Laurie Lilly, a mentor and instructor at Jobs for Life, said she watched the girls blossom in the two months they were in the program.

"What a difference it made for them to have the structure of the training and have a mentor like Esther that really walked them through the program,” Lilly said. “We walk them through a career assessment and what their talents are. When we get in the career assessment, then we move into what they need to know for the resumes and their interviews, helping them feel comfortable talking to people and it opens up a whole new world. They're just beautiful examples of what we do and how they take on the task at hand and jump right into it.”

IN NEED OF MENTORS

Schreiber served as a mentor to Austin and Buchannan for two months and said it was a great experience — but the Granbury Chamber of Commerce ambassador didn’t want to be a mentor at first.

“I didn't want to be a mentor. I didn't want to come here,” she said. “But the chamber said that we needed mentors and I volunteered. I got these two gals, and I thought, ‘Lord, what are you giving me?’ … But I was there for them, and now I'm hooked. I loved it. It was a great experience for me, and I'm not going to be out of their life. I'm going to help them and I want to see them succeed.”

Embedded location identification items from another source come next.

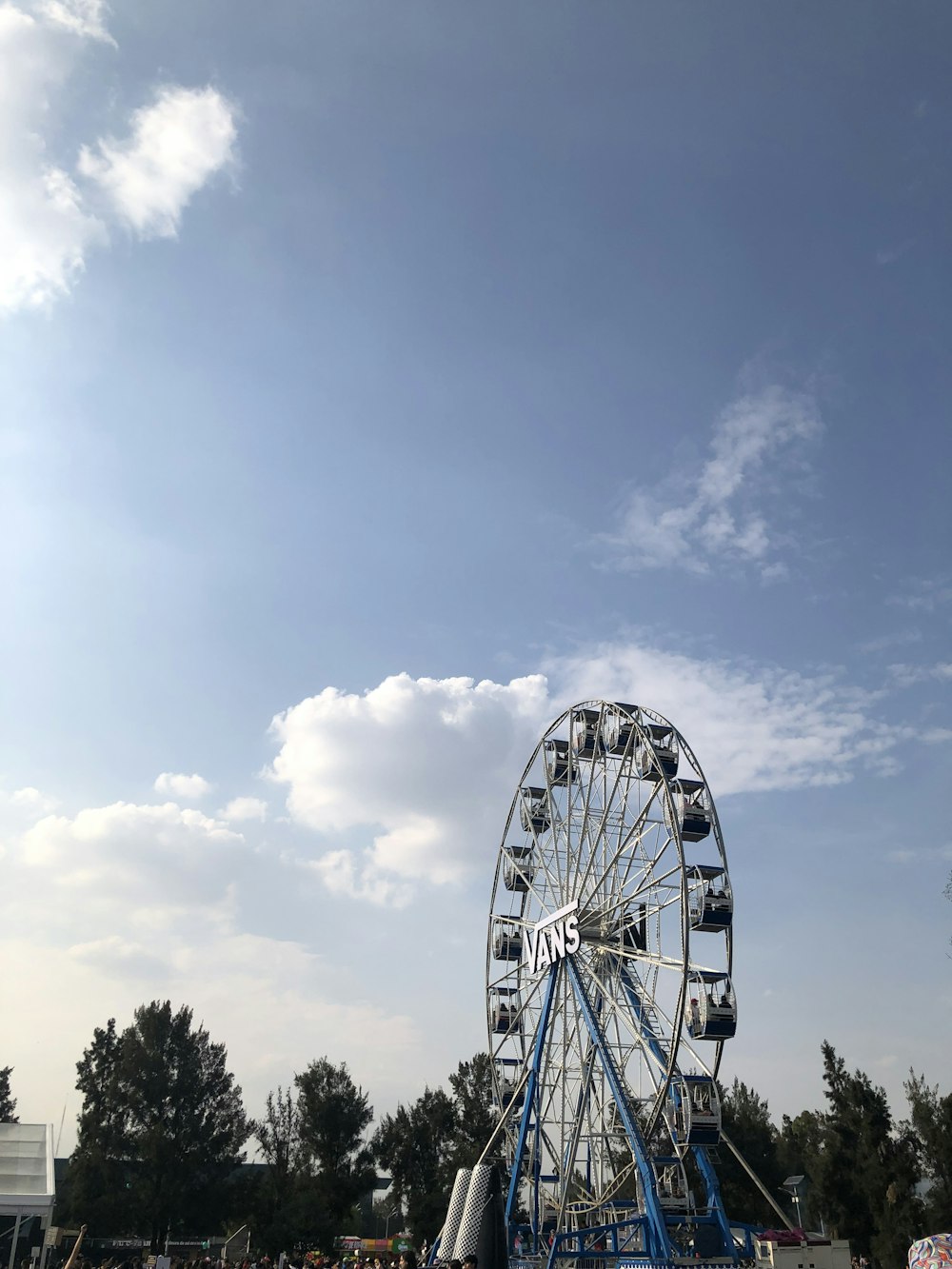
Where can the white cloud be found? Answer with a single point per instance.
(246, 808)
(924, 594)
(174, 146)
(49, 222)
(906, 675)
(29, 800)
(716, 515)
(149, 856)
(419, 765)
(84, 18)
(182, 785)
(45, 228)
(410, 783)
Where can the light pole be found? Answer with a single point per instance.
(794, 1185)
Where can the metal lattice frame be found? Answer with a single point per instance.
(592, 1044)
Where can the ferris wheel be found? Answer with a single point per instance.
(608, 990)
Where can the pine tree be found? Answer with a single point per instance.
(417, 1146)
(475, 1112)
(866, 1173)
(333, 1115)
(746, 1120)
(8, 1103)
(162, 1126)
(932, 1122)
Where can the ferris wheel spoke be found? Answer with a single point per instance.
(634, 831)
(635, 1025)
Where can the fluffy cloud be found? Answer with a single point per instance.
(410, 782)
(425, 762)
(49, 221)
(182, 785)
(715, 515)
(45, 228)
(244, 808)
(174, 146)
(84, 18)
(29, 800)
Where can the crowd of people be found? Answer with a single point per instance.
(407, 1259)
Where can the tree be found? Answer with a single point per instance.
(475, 1112)
(932, 1122)
(333, 1115)
(162, 1126)
(746, 1120)
(866, 1174)
(417, 1146)
(99, 1172)
(8, 1103)
(281, 1208)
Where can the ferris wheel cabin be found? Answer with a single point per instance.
(710, 902)
(712, 1009)
(518, 872)
(508, 1094)
(535, 814)
(692, 810)
(586, 732)
(659, 757)
(506, 943)
(559, 769)
(506, 1010)
(693, 1112)
(670, 1184)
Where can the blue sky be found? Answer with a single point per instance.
(531, 353)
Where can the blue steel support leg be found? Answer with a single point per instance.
(714, 1200)
(657, 1226)
(531, 1093)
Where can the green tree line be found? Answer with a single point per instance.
(163, 1134)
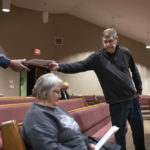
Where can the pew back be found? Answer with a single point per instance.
(12, 139)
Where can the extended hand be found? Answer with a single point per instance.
(17, 65)
(53, 66)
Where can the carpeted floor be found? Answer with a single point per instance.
(129, 139)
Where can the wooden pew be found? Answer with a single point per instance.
(16, 99)
(94, 120)
(72, 103)
(12, 139)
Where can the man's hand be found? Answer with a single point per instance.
(16, 65)
(53, 66)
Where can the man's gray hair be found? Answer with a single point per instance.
(110, 32)
(45, 85)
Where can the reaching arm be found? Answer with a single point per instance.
(15, 65)
(75, 67)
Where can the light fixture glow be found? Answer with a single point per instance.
(45, 16)
(6, 10)
(6, 5)
(148, 46)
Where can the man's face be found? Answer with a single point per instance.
(110, 44)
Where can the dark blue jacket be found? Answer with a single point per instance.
(113, 72)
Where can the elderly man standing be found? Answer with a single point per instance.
(112, 65)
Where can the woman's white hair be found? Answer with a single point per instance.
(45, 85)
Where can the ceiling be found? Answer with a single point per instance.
(131, 18)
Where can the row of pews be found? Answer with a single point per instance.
(90, 111)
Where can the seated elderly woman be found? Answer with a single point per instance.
(49, 127)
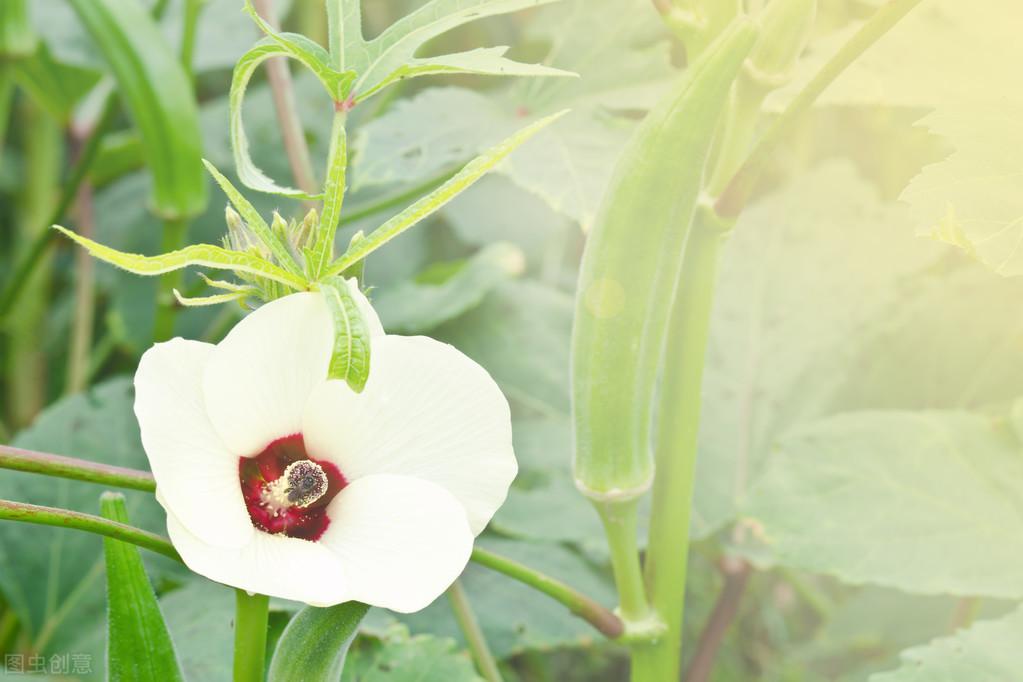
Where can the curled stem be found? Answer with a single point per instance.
(734, 198)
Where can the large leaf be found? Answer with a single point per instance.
(138, 646)
(803, 273)
(398, 657)
(927, 502)
(988, 651)
(53, 577)
(520, 333)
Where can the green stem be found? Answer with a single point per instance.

“The mentors, they really are amazing people, and they put their whole heart into helping us grow and teach us and they're so very supportive,” Buchannan said. “These people come out and spend their day with us, and then even after the programs, they still do everything that they can to help us grow, and it is so very encouraging. This program could definitely use some more people if they would like to come in and be mentors.”

Lilly confirmed that they are always needing more mentors, especially with the addition of new programs in the future.

"Mainly, we rely on God to provide people with hearts that believe in what we do because we give them the tools in which to succeed,” Offutt said. “It's not a handout. They worked very, very hard to graduate this program. There's a lot of homework, there's a lot of work involved and there's a lot of self-inner work that's done.”

CAREER GOALS

Austin said her favorite dish to cook is chicken pad Thai. Her goal is to attend college and eventually move to Miami to be “part of a big business of culinary chefs.”

“It's more thinking of ‘How can I get from point A to point Z,’ but in baby steps, while still looking at the bigger picture,” she said. “It's mostly just me trying to see where I can go from here and trying to figure out how to get there with what I've got right now.”

Buchannan plans to open her own bakery and expand to Oklahoma. She currently vendors around the Granbury downtown square and Indian Harbor. She said she is working on creating gluten-free and diabetic desserts.

“My aunt is a diabetic and she really inspired me because she would always eat bad junk,” she said, with a chuckle. “I love to bake in general, like I can bake cakes, cupcakes and cookies. I started kind of making some diabetic cookies and messing around with that and my aunt really liked it. I definitely need to work at growing that, but I'm hoping within the next five years, I'll be able to have a bakery open.”